Comment 4 for bug 1640407

Revision history for this message
OpenStack Infra (hudson-openstack) wrote : Fix merged to tripleo-heat-templates (master)

Reviewed: https://review.openstack.org/395454
Committed: https://git.openstack.org/cgit/openstack/tripleo-heat-templates/commit/?id=dde12b075ff51d4def4f49e635dd390a7f1f2cac
Submitter: Jenkins
Branch: master

commit dde12b075ff51d4def4f49e635dd390a7f1f2cac
Author: Michele Baldessari <email address hidden>
Date: Wed Nov 9 09:05:08 2016 +0100

    Fix race during major-upgrade-pacemaker step

    Currently when we call the major-upgrade step we do the following:
    """
    ...
    if [[ -n $(is_bootstrap_node) ]]; then
        check_clean_cluster
    fi
    ...
    if [[ -n $(is_bootstrap_node) ]]; then
        migrate_full_to_ng_ha
    fi
    ...
    for service in $(services_to_migrate); do
        manage_systemd_service stop "${service%%-clone}"
        ...
    done
    """

    The problem with the above code is that it is open to the following race
    condition:
    1. Code gets run first on a non-bootstrap controller node so we start
    stopping a bunch of services
    2. Pacemaker notices will notice that services are down and will mark
    the service as stopped
    3. Code gets run on the bootstrap node (controller-0) and the
    check_clean_cluster function will fail and exit
    4. Eventually also the script on the non-bootstrap controller node will
    timeout and exit because the cluster never shut down (it never actually
    started the shutdown because we failed at 3)

    Let's make sure we first only call the HA NG migration step as a
    separate heat step.
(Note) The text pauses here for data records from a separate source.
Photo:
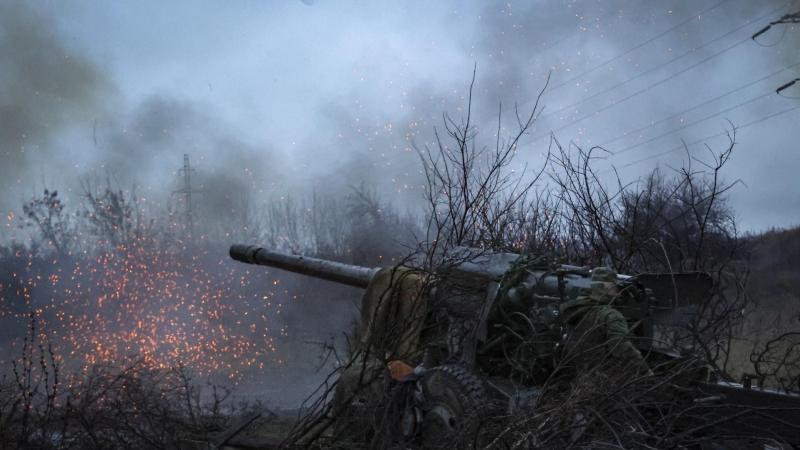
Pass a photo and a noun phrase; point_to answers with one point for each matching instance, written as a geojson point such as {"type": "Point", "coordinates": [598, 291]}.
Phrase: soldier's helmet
{"type": "Point", "coordinates": [604, 281]}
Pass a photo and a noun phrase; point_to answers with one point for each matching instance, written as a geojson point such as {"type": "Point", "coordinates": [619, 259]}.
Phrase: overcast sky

Only afterwards we start shutting down the systemd
    services on all nodes.

    We also need to move the STONITH_STATE variable into a file because it
    is being used across two different scripts (1 and 2) and we need to
    store that state.

    Co-Authored-By: Athlan-Guyot Sofer <email address hidden>

    Closes-Bug: #1640407
    Change-Id: Ifb9b9e633fcc77604cca2590071656f4b2275c60